New report reveals marked increase in digital trade barriers. This week, the Organization for Economic Co-operation and Development (OECD) released a report showing an alarming 25 percent increase in barriers to digitally-enabled services trade over the previous decade. The report points to measures impacting communication infrastructure and restricting cross-border data flows as driving those increases and notes the role of varying regulatory frameworks in creating trade barriers. Those factors resonate with the experiences of U.S. startups, who have faced increased costs and lost customers as the result of data localization and encountered duplicate expenses as the result of divergent regulatory regimes. Policymakers must prioritize addressing these barriers by pursuing robust digital trade policies that support global competitiveness for U.S. startups.

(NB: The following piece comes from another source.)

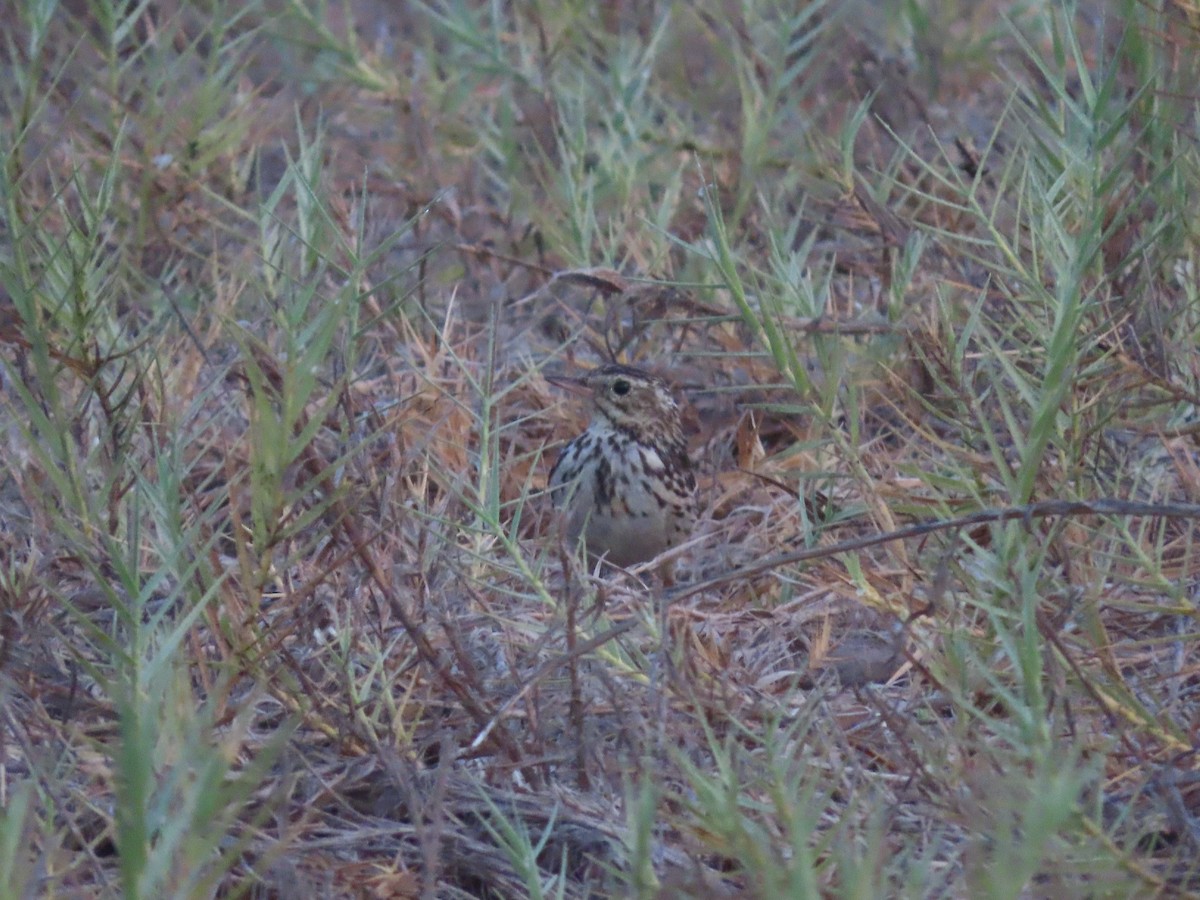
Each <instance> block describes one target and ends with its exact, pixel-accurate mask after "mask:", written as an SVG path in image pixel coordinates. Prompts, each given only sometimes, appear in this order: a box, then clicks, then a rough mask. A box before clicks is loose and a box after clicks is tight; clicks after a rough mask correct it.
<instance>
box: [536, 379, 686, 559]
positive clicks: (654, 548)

Policy should support immigrant entrepreneurs. Immigrant entrepreneurs are vital—these founders and their companies drive job creation and economic growth, producing innovative products and services—and they have founded more than half of the nation’s billion-dollar startups. But limited visa pathways for both founders and high-skilled talent needed by startups threaten the U.S. innovation ecosystem and the country risks losing groundbreaking companies and critical talent to more immigrant-friendly nations. As Immigrant Heritage Month draws to a close, policymakers should increase the pathways for immigrants to start or work at companies in the U.S.
Startup Roundup:
#StartupsEverywhere: San Diego, California.Consumer weather models are too coarse for farms and conservancies that are large enough to occupy their own microclimates. Dr. Carlos Gaitan started Benchmark Labs to solve this problem, leveraging artificial intelligence to create custom weather models for farmers and conservators—helping them increase their crop yield and better manage their land. Carlos recently sat down with us to discuss Benchmark Labs, his experience as an immigrant founder, the value of government funding for startups, and how policymakers should approach AI policy.